Nadie se escandalice aquí, cualquier persona obligada a interactuar con escenarios de opresión ha tenido que por la fuerza dominar el arte de la mentira y manejar su propio arsenal de producción fantástica. A mí en lo personal me ha tocado manejar tres escenarios de opresión: la puertorriqueñidad estadolibrista y su reductivo repertorio identitario; la incursión en una carrera, la arquitectura, fundada en la falacia y en el autoritarismo como mecanismo de compensación (igualito que lo peor de la producción teológica cuando busca controlar en lugar de liberar); y el advenimiento a una sexualidad ajena a los códigos de la heterosexualidad macharrana, fetichista de la reproducción y aliada del registro más violento de un Caribe de hacienda y explotación.
Créanme que para enfrentar esa triada de espacios de opresión me ha servido, y aún me sirve, cuestionar radicalmente cualquier intento de galvanizar la manera de experimentar la verdad. Entiendo que Ricky y Trump los tengan loquitos con sus descaradas distorsiones de los hechos, pero ojo con entusiasmarse demasiado con volver a los días en que todo era cierto.
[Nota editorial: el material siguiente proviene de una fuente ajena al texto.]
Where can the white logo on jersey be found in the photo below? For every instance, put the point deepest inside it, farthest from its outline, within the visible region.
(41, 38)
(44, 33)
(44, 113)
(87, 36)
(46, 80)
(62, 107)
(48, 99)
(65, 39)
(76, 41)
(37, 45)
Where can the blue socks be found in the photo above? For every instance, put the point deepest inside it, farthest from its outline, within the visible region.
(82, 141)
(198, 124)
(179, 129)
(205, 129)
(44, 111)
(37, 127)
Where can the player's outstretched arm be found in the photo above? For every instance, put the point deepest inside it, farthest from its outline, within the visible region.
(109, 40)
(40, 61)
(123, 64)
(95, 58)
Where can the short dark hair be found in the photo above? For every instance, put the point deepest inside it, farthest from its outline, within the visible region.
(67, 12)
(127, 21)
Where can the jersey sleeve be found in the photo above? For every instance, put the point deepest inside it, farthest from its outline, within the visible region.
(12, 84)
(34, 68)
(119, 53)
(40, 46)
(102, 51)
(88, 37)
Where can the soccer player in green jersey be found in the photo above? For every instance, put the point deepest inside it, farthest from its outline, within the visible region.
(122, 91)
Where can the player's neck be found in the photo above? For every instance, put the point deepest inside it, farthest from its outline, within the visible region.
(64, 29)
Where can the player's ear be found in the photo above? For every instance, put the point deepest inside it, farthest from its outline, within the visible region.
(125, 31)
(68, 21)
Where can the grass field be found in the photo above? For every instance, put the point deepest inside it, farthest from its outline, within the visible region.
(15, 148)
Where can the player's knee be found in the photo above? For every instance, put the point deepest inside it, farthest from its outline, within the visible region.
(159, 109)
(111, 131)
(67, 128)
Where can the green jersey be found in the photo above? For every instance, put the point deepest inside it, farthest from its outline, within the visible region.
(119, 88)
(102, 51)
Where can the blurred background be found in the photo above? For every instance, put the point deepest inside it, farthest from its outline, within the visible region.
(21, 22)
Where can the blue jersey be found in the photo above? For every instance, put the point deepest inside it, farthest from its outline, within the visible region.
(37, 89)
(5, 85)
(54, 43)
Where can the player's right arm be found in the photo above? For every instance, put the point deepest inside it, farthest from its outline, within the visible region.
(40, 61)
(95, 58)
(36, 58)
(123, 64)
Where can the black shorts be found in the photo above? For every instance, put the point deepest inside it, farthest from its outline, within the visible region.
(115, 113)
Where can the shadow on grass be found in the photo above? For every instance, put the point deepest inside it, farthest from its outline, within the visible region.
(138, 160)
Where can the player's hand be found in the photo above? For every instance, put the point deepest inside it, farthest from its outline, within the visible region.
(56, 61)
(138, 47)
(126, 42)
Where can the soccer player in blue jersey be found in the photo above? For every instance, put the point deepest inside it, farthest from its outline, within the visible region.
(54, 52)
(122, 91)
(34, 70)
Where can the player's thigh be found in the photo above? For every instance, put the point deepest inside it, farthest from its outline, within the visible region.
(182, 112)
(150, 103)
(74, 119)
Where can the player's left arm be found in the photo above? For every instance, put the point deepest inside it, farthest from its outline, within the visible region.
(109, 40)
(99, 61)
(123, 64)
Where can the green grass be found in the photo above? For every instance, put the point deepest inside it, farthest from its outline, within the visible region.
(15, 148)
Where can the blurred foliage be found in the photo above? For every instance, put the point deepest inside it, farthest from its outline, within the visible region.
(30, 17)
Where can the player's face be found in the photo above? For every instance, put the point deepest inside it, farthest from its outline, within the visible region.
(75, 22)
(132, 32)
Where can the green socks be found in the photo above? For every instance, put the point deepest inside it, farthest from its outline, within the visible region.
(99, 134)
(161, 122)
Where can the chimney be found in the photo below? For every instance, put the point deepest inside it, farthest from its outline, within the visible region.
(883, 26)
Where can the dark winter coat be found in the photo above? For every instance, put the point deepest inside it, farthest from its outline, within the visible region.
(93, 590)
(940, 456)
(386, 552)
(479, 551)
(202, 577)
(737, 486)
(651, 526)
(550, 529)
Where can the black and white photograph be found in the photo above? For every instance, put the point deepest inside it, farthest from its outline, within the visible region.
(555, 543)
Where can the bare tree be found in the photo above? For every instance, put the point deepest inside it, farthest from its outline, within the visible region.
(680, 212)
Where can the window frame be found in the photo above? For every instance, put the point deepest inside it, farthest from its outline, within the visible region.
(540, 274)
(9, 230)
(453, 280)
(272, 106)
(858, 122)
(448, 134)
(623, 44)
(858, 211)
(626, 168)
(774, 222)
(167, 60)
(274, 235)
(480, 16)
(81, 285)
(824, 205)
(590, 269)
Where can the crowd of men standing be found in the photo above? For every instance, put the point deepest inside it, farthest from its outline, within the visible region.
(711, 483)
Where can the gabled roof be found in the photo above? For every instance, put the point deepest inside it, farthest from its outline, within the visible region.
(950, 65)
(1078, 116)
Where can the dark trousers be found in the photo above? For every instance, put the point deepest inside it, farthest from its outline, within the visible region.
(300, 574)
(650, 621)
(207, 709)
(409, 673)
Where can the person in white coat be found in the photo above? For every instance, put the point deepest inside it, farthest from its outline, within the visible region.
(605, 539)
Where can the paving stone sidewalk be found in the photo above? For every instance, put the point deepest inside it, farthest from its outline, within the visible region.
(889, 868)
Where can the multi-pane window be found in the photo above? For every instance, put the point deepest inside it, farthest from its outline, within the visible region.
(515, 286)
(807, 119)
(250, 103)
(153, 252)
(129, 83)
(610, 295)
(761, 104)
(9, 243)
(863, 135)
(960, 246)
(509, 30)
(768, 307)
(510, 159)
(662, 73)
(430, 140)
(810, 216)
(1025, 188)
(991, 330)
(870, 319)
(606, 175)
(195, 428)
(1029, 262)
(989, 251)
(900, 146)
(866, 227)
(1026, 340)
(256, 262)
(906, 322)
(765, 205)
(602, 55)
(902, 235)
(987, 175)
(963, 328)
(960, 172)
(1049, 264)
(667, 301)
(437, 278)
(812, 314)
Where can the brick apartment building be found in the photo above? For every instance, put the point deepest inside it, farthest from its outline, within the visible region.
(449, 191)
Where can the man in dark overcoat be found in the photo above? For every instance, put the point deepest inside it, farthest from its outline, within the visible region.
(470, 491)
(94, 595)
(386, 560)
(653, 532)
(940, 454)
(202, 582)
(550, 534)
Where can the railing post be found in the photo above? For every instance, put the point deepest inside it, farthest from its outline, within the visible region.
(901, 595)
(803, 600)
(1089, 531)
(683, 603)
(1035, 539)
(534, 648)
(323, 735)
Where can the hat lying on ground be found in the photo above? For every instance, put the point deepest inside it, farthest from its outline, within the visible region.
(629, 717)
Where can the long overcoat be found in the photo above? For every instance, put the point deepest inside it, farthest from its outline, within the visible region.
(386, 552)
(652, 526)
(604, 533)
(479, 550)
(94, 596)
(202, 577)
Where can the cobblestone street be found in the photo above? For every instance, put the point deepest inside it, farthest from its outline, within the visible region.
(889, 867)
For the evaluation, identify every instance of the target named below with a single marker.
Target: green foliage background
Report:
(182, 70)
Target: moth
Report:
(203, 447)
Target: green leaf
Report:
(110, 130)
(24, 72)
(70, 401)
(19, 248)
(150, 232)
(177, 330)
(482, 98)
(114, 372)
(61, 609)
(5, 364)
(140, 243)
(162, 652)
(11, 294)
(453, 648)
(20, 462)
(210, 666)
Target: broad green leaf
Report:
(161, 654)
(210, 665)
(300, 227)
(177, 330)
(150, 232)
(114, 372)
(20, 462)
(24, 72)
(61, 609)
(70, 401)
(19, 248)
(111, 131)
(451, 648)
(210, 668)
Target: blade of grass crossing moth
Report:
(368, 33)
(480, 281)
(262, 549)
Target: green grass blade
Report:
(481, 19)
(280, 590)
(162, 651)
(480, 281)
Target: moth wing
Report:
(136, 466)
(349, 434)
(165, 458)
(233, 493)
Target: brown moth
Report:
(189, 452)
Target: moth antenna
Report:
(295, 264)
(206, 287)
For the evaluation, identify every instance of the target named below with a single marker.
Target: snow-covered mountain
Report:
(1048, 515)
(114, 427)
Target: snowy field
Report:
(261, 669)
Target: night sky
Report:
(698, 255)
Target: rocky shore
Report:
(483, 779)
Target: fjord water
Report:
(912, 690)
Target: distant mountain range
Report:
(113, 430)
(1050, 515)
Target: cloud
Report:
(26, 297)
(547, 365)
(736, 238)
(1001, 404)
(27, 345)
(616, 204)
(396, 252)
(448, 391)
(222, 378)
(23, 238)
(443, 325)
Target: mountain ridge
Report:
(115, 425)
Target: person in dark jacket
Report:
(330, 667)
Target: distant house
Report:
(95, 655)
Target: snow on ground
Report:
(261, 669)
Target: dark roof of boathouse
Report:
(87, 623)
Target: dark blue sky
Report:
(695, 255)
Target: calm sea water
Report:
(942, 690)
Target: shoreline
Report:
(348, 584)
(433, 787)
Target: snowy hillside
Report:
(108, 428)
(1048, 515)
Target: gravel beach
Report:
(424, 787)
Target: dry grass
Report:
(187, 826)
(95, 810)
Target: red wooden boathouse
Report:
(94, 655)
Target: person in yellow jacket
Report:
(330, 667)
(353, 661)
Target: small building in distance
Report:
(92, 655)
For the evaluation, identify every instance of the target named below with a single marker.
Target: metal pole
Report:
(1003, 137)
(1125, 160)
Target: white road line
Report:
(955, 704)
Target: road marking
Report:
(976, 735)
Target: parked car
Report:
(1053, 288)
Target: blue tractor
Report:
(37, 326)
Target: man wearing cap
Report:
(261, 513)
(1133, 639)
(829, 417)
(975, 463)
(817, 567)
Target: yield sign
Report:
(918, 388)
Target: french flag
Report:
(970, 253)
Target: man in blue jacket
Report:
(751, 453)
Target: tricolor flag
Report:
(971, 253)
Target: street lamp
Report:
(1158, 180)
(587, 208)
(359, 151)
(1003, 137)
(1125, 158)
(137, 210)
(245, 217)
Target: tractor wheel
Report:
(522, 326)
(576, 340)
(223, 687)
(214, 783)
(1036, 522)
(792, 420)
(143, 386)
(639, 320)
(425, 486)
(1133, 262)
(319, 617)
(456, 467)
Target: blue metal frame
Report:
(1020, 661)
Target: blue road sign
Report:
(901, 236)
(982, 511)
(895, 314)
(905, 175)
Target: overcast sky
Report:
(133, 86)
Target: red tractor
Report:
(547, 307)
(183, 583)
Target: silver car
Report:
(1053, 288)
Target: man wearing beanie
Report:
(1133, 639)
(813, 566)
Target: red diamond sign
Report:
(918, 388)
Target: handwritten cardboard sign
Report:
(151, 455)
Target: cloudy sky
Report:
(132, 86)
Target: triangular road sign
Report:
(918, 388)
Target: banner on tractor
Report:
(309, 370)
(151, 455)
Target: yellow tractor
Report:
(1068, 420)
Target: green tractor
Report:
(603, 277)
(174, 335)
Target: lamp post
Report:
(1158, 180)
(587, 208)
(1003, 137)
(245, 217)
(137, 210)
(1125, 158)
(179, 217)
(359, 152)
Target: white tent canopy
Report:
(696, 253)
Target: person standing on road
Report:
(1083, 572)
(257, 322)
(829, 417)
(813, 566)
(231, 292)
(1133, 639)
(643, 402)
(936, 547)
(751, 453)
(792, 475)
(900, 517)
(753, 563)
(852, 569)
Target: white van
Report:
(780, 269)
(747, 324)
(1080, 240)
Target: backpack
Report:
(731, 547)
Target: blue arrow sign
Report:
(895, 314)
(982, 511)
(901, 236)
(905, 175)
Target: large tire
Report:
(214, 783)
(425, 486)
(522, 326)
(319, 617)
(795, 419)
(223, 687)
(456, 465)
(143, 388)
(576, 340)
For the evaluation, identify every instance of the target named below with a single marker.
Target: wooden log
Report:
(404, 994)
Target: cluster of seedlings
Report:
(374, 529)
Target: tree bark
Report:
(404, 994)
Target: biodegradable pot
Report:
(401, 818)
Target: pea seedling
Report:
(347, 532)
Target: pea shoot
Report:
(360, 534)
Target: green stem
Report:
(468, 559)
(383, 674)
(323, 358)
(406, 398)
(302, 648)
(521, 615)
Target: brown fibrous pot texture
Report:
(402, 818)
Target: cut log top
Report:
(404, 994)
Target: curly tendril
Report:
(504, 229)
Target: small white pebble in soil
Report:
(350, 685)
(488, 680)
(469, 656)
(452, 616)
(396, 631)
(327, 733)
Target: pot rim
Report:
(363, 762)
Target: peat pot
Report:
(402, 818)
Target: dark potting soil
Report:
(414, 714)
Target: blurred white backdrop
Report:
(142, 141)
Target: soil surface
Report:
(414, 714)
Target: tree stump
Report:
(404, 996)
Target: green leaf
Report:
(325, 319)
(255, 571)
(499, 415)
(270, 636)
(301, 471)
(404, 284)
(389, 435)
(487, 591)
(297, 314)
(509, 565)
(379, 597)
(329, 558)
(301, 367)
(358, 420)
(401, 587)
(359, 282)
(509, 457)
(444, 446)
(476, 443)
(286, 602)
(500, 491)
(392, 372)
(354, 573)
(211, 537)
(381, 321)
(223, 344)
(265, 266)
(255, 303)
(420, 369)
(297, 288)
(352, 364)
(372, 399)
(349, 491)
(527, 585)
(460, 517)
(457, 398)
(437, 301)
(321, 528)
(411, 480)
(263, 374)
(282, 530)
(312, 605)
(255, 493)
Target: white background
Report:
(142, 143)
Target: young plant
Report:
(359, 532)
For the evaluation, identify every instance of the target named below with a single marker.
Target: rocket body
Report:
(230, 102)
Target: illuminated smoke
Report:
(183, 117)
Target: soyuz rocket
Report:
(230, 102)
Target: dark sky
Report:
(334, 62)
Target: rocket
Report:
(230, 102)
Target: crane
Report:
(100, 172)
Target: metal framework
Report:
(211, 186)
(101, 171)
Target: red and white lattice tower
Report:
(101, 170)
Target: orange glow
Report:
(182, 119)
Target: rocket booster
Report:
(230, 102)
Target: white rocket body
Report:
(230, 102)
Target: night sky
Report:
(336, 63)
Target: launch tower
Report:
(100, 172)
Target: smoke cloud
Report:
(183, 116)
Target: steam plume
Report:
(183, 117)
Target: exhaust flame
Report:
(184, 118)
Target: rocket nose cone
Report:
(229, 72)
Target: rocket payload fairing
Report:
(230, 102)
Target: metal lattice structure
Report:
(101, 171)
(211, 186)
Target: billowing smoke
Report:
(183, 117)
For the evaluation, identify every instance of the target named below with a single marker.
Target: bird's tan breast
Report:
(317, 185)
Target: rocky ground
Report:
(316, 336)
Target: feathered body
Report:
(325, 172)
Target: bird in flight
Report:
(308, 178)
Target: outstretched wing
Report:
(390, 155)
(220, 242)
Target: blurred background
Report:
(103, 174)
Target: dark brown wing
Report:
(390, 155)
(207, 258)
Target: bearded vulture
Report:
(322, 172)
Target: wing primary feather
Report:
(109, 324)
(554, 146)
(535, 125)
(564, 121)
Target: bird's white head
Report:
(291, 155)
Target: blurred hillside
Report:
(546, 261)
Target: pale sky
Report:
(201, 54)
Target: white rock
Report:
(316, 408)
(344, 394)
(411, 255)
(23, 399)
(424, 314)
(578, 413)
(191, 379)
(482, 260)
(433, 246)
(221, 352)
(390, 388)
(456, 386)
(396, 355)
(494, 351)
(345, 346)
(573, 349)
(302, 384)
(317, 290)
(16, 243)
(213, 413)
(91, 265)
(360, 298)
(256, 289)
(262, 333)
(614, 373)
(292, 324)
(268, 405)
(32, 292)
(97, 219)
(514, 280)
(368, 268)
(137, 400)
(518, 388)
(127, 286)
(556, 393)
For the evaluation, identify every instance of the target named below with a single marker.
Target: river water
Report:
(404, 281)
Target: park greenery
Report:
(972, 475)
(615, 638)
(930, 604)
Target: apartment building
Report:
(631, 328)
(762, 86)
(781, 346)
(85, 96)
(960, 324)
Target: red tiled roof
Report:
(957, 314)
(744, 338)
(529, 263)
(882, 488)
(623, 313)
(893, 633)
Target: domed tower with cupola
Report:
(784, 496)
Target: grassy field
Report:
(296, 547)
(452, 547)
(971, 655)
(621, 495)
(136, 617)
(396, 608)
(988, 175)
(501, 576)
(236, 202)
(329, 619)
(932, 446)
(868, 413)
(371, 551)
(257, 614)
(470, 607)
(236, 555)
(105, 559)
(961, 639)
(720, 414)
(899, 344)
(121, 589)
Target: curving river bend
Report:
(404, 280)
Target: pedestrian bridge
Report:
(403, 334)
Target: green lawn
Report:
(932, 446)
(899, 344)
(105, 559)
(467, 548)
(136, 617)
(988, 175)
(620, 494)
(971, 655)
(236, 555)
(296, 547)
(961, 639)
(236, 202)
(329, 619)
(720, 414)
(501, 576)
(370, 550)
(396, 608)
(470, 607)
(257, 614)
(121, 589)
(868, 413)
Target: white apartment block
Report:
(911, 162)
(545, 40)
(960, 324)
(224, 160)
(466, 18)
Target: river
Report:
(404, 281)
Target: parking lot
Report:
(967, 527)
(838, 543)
Anticipo la prominencia que tomarán las voces antológicas en medio de este cuadro de tempestad política. Por supuesto que puedo entender el prestigio que gozarán esas voces que te hablan con claridad, y que en cada intervención van sumando capítulos perfectamente encuadrados a un cuerpo intelectual coherente y uniforme. Comprendo el alivio, y la urgencia de sentir alivio, que la voz antológica aprovechará para pegárseles, como fanático religioso pescando adeptos en medio de una crisis personal o catástrofe natural; pero también advierto de su inefectividad al enfrentar a una fauna y selva política inmunes a la verdad.
En medio de tanto revuelo ante la crisis de certitud, insto a hacernos expertos en los mecanismos de producción de la mentira. La verdad hace rato que dejó de hacernos libres. Desde esa perspectiva, “La La Land” no es un vehículo escapista, inconsecuente, y anodino, sino un encriptado manifiesto político.